Il reprit son déballage. Je n’ajoutai rien sur le sujet. J’avais remporté la victoire, et nous, Wooster, ne triomphons pas d’un ennemi défait. A présent, ayant terminé ma toilette, je lui lançai un amical au revoir, et, dans une disposition généreuse, suggérai que, comme je dînais dehors, il prît sa soirée, et allât voir un film éducatif, ou quelque chose du genre. Une sorte de rameau d’olivier, si vous voyez ce que je veux dire.

« Merci, monsieur, mais je vais rester à la maison. »
Je le dévisageai attentivement.
« Vous êtes contrarié, Jeeves ?
- Non, monsieur, mais je suis forcé de rester sur les lieux. Monsieur Fink-Nottle m’a fait savoir qu’il passerait me voir ce soir.
- Oh, Gussie vient vous voir, n’est-ce pas ? Eh bien, embrassez-le de ma part.
- Très bien, monsieur.
- Bien bien, Jeeves. »

Puis, je partis pour les Drones.

Là-bas, je tombais sur Pongo Twistleton, qui me parla tellement de sa sauterie prochaine, dont mes correspondants m’avaient déjà fait une description flatteuse, qu’il était bientôt onze heures quand je rentrai chez moi.

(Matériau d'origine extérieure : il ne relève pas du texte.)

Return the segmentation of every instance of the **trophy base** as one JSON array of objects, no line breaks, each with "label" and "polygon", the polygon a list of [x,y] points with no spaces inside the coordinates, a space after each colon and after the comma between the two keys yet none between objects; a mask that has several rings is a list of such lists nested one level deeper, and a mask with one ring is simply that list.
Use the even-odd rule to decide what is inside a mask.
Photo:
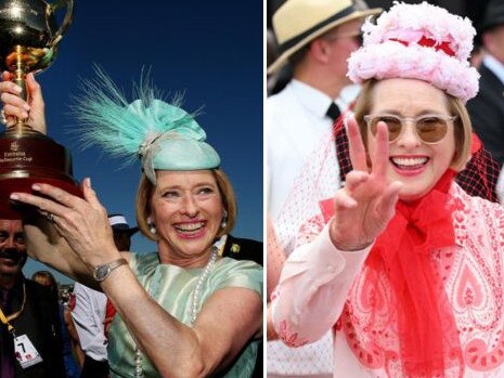
[{"label": "trophy base", "polygon": [[70,156],[65,147],[34,131],[0,133],[0,219],[22,219],[27,206],[13,204],[13,192],[36,194],[35,183],[48,183],[82,197],[72,177]]}]

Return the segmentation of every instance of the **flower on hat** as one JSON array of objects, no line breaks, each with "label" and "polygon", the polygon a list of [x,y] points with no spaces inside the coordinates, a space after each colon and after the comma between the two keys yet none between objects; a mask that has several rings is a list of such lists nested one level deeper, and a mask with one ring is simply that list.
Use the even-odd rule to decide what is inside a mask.
[{"label": "flower on hat", "polygon": [[476,30],[470,21],[431,5],[395,2],[376,24],[366,19],[363,45],[348,60],[356,83],[372,78],[430,82],[467,102],[478,92],[479,74],[470,67]]}]

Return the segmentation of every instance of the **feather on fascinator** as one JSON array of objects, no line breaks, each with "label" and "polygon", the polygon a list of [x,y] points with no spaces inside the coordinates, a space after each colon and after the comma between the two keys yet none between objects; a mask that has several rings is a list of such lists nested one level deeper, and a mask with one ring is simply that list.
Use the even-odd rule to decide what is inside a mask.
[{"label": "feather on fascinator", "polygon": [[74,113],[82,127],[79,139],[83,147],[98,145],[111,156],[140,157],[142,169],[155,184],[155,170],[199,170],[219,167],[217,152],[207,143],[206,133],[194,115],[172,103],[142,77],[134,87],[138,100],[126,96],[100,68],[98,78],[82,83],[83,94],[76,99]]},{"label": "feather on fascinator", "polygon": [[374,25],[362,26],[363,45],[348,60],[354,83],[375,78],[427,81],[466,103],[478,93],[479,74],[470,67],[476,30],[469,18],[427,2],[395,2]]}]

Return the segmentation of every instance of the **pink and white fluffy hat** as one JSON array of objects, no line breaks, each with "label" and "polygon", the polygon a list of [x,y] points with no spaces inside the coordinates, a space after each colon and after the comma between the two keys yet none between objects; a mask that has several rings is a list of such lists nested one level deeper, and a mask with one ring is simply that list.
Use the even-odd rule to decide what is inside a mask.
[{"label": "pink and white fluffy hat", "polygon": [[431,5],[395,2],[376,25],[362,26],[362,48],[348,60],[348,77],[424,80],[466,103],[478,93],[479,74],[469,66],[476,30],[469,18]]}]

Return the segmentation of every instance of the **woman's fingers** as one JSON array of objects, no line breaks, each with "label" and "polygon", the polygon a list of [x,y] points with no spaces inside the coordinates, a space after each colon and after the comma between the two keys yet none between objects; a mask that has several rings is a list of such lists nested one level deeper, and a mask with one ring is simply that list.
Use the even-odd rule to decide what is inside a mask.
[{"label": "woman's fingers", "polygon": [[82,181],[82,193],[85,196],[86,201],[94,209],[101,210],[106,217],[106,209],[100,203],[96,196],[96,192],[91,187],[91,179],[86,178]]},{"label": "woman's fingers", "polygon": [[385,122],[378,122],[376,132],[376,149],[373,157],[373,173],[379,178],[387,174],[389,159],[388,129]]},{"label": "woman's fingers", "polygon": [[350,171],[345,178],[345,190],[353,193],[359,186],[370,179],[370,173],[363,171]]},{"label": "woman's fingers", "polygon": [[396,212],[396,204],[399,199],[403,184],[400,181],[395,181],[385,190],[380,201],[376,206],[376,217],[388,222]]},{"label": "woman's fingers", "polygon": [[30,94],[30,108],[29,112],[29,126],[35,130],[46,134],[46,103],[43,102],[42,89],[40,84],[35,80],[34,74],[26,75],[26,86]]},{"label": "woman's fingers", "polygon": [[62,217],[65,213],[65,209],[67,209],[52,199],[43,198],[28,193],[15,192],[11,194],[10,198],[18,203],[33,205],[37,207],[39,210],[42,211],[41,213],[46,217],[48,213]]},{"label": "woman's fingers", "polygon": [[359,206],[359,203],[345,190],[338,192],[334,197],[334,209],[336,213],[339,211],[353,209]]},{"label": "woman's fingers", "polygon": [[367,171],[367,157],[356,117],[353,115],[349,115],[345,118],[345,123],[347,128],[352,167],[354,170]]}]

J’avais à peine ouvert la porte quand j’entendis des voix dans le salon, et j’étais à peine entré dans le salon quand je découvris qu’elles provenaient de Jeeves et de ce qui ressemblait à première vue au Diable.

Un examen plus approfondi m’apprit qu’il s’agissait de Gussie Fink-Nottle, déguisé en Méphistophélès.